ÉCOUTES TÉLÉPHONIQUES

Dans cette machine à fabriquer des coupables, les petites mains de la tyrannie sont aussi sous surveillance. Libération a pu consulter des dizaines de retranscriptions d'écoutes téléphoniques utilisées contre des agents de l'Etat eux-mêmes. Ainsi le dossier d'enquête du Général A., officiant près de Kherbe, contient une éloquente conversation de septembre 2011. Alors que les manifestations secouent la région, il est joint par un colonel. «Les manifestants ont fait un drapeau russe de 300 m de long, ils le piétinent et ils souhaitent y mettre le feu.» Le général répond: «Que devrais-je faire? Envoyer l'armée? Ça se terminera en massacre. Laissons les cinq minutes faire ce qu'ils veulent.» Cette simple phrase servira à ouvrir un dossier à son encontre.
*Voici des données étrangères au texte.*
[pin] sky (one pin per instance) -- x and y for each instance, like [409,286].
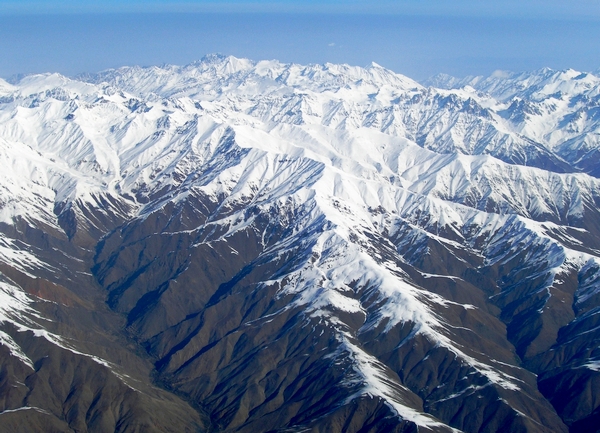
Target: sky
[417,38]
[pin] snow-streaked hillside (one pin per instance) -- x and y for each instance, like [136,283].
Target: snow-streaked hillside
[303,246]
Dans de nombreuses autres écoutes, des militaires sont également poussés à dénoncer des inconnus, au risque d'être suspectés eux-mêmes de trahison. «Dis dans ton rapport qu'ils font partie de ceux qui ont mauvaise réputation et qu'ils excitent la colère des gens et créent du désordre, conseille un officiel de Ferraya à un officier de la région. Prends garde, Abu Abdallah... ils te soupçonnent d'être un agent double de l'opposition. Le militaire accepte de dénoncer ces inconnus avant de raccrocher. Comme pour chaque fonctionnaire suspect, sa conversation sera scrupuleusement retranscrite, surlignée en jaune à chaque suggestion de son appartenance à l'opposition, puis envoyée à d'autres branches des renseignements dans des «dossiers d'information top secret». Tous paraphés du même ordre: «Veuillez examiner et prendre les mesures nécessaires.»

MAINS BRISÉES

Abu El-Bara a fait partie de ces militaires accusés de déloyauté. Il travaillait autrefois à Damas dans les renseignements de la «Branche lestine», l'une des prisons militaires les plus meurtrières de la capitale. Comme dans le reste de l'administration et son organisation clanique, ses supérieurs sont tous des proches du régime appartenant à la communauté alaouite. «Ce sont les premières manifestations de 2011 qui ont commencé à m'ouvrir les yeux, j'avais 24 ans, raconte-t-il. J'ai ressenti un dégoût en voyant ceux qui étaient tués pour avoir crié "liberté" ou que l'on traînait dans la prison... J'ai essayé de les aider en effaçant des avis de recherche, en interceptant des dossiers qui les accusaient. Mais Abu El-Bara se fera surprendre par ses supérieurs, et torturer à l'isolement pendant deux ans, les mains brisées pour sa traîtrise. «Quand je suis sorti, j'ai rejoint l'Armée libre. En décembre, j'ai fait partie des bataillons qui ont libéré Damas et cette prison. Le combattant rebelle a été placé aux commandes de la Branche Palestine par les nouvelles autorités. Il veille avec ses hommes sur le bâtiment vide et sur les stocks d'armes de la base attenante. Des caisses de grenades et de têtes de RPG y sont entreposées près de bureaux, sens dessus dessous. Il n'y a presque plus de documents à récupérer, les archives sont en cendres. Les seules traces écrites qui restent sont les inscriptions laissées sur les murs par d'anciens prisonniers, gravées aux noyaux d'olives pour calligraphier une prière, marquer le nom d'un codétenu tué, raconter des bribes de vie.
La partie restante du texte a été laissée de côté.